Colorado passed the first comprehensive AI consumer protection law in the United States in 2024 — and it has since been substantially revised. The Colorado AI Act, originally enacted as SB 24-205 and signed by Governor Jared Polis on May 17, 2024, was replaced in May 2026 by a streamlined successor (SB 26-189) that takes full effect on January 1, 2027. Both versions share one central principle: when an AI system plays a meaningful role in a decision that affects your life, you have the right to know, to question, and to appeal.
What counts as a “consequential decision”?
The law targets automated decision-making in areas where a wrong outcome can significantly affect a person’s life. Covered domains include:
- Employment: hiring, firing, pay, and promotion decisions
- Housing: rental applications and mortgage approvals
- Financial services: loans, credit, and insurance
- Healthcare: treatment recommendations and coverage decisions
- Education: enrollment and scholarship decisions
- Government services: eligibility determinations for public programs
Only AI systems that play a material role in these decisions fall under the law — a calendar app or spell-checker does not. Under the 2026 revision, the covered technology is formally called “Covered Automated Decision-Making Technology” (ADMT): software that processes personal data to generate rankings, recommendations, or scores that materially influence one of these consequential decisions.
What rights does the law give you?
If a company uses Covered ADMT when making a consequential decision about you, the 2026 law entitles you to:
Advance notice. Before the system is used, the company must clearly notify you that an automated tool will play a material role in the decision.
An explanation if the outcome is negative. If you are denied a job, rejected for housing, refused a loan, or receive another adverse outcome, the company has 30 days to give you a plain-language explanation: what the system concluded, what role it played, and what personal data it relied on.

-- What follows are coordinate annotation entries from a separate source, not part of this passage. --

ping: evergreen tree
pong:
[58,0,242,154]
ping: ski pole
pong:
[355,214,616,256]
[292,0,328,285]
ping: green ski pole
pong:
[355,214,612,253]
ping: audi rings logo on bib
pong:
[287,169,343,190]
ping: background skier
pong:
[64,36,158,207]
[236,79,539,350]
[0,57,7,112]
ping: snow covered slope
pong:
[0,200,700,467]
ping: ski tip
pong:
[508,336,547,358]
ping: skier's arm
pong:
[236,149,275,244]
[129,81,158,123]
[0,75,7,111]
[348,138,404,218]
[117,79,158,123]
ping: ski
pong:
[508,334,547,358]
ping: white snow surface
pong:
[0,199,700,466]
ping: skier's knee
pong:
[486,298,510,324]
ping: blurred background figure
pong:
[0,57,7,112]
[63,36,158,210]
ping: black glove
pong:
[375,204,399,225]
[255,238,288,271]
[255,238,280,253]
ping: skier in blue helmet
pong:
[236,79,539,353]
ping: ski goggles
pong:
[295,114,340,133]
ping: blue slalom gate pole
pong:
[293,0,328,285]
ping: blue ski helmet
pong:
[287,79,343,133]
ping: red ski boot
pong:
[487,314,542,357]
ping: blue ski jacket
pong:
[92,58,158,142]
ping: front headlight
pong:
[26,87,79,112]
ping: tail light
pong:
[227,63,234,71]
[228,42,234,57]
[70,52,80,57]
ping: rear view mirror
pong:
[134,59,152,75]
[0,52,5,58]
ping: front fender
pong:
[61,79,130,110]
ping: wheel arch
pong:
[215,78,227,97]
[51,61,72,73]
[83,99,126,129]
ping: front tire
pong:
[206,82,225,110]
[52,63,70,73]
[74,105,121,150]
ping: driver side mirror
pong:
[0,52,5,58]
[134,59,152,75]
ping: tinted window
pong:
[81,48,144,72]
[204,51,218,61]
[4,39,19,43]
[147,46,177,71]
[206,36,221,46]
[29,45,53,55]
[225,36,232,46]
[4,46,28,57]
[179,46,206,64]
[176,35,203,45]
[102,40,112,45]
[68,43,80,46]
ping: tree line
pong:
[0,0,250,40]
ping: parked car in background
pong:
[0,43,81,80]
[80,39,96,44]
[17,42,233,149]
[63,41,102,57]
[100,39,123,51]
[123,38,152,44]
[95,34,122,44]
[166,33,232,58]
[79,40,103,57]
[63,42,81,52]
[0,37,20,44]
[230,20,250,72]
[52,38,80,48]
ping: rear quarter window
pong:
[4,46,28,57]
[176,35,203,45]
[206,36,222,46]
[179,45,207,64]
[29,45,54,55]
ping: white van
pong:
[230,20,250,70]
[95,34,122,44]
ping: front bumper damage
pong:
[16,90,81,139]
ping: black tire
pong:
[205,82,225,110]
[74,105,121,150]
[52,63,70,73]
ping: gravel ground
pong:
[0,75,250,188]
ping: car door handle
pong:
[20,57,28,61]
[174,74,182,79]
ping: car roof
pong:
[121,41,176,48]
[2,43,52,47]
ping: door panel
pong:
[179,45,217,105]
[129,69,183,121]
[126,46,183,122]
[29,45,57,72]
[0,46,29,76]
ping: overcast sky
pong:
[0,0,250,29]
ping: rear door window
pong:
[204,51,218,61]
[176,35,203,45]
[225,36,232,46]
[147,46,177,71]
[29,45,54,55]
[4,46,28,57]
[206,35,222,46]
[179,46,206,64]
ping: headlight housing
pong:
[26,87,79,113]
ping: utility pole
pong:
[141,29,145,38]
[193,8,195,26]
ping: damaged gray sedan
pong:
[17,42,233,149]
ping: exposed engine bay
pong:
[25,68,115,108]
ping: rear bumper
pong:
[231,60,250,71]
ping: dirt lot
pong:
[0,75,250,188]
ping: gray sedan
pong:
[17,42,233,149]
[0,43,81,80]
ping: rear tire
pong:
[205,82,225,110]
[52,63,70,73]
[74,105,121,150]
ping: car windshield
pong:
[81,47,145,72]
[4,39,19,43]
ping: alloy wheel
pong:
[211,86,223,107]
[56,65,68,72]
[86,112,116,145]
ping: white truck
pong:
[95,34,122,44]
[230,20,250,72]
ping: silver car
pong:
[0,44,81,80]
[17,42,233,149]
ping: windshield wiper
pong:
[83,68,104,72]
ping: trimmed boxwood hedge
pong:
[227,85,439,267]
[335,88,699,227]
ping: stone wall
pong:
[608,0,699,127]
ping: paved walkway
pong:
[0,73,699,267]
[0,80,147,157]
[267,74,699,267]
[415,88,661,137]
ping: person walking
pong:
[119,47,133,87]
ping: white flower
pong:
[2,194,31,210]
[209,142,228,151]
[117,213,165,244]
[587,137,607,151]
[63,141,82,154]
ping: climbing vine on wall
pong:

The ability to correct your data. You can request to see and correct the personal information the system used.
Human review. You can ask that a trained human — not an algorithm — review the decision. That reviewer must think independently and cannot simply defer to the system’s output.
What businesses must do
Companies that deploy Covered ADMT in Colorado (or targeting Colorado residents) must build compliance into their processes:
- Post clear pre-use notices wherever automated decision-making applies to consequential decisions
- Deliver adverse-outcome explanations within 30 days of a negative decision
- Train human reviewers to evaluate cases on their merits, not automatically approve what the AI decided
- Keep records — system version IDs, change logs, mitigation documentation — for at least three years
Developers who build ADMT systems must document known limitations, training data categories, and potential harms, and share that documentation with companies that deploy their tools.
Enforcement rests with the Colorado Attorney General; there is no private right of action, meaning individuals cannot sue companies directly under this law. Violations carry fines of up to $20,000 per violation under Colorado’s consumer protection statute. A 60-day cure period applies for first offenses (except for knowing or repeated violations).
How it compares to the EU AI Act
The Colorado law and the EU AI Act share a risk-based philosophy — both concentrate requirements on AI in high-stakes domains — but they differ substantially in scope and mechanism:
| Colorado AI Act | EU AI Act | |
|---|---|---|
| Type | Consumer protection statute | Product-safety regulation |
| Focus | Individual rights; notice and human review | Developer conformity assessments; CE marking |
| Enforcement | State Attorney General; max $20,000/violation | National regulators; fines up to 35M euros or 7% of global revenue |
| General-purpose AI | Not directly regulated | Explicitly covered, with extra rules for “systemic risk” models |
Where the EU Act functions like a product-safety certification regime — similar to CE marking for electronics — Colorado’s approach is closer to a privacy law: it grants individual rights, requires disclosure, and is enforced through consumer protection channels.
In the news
Colorado’s AI law reached a milestone in 2026 as its revised framework moved toward implementation, keeping the state at the forefront of US AI governance. See the full story: Colorado’s AI Consumer Protection Law Takes Effect, a First for the US.
FAQ
Does the Colorado AI Act apply to companies headquartered outside Colorado?
Yes. It covers any developer or deployer doing business in Colorado or whose Covered ADMT processes the personal data of Colorado residents — regardless of where the company is based.
Can I sue a company directly if my rights are violated?
No. The law is enforced exclusively by the Colorado Attorney General. There is no private right of action under this legislation.
Does this law cover chatbots like ChatGPT?
Only if they are used to make consequential decisions about you in a covered domain. A general-purpose chatbot governed by an acceptable use policy and not deployed for employment, housing, or similar decisions falls outside the law.
When does the 2026 revised law actually take effect?
SB 26-189 takes effect on January 1, 2027. The Colorado Attorney General is required to issue implementing rules by that date.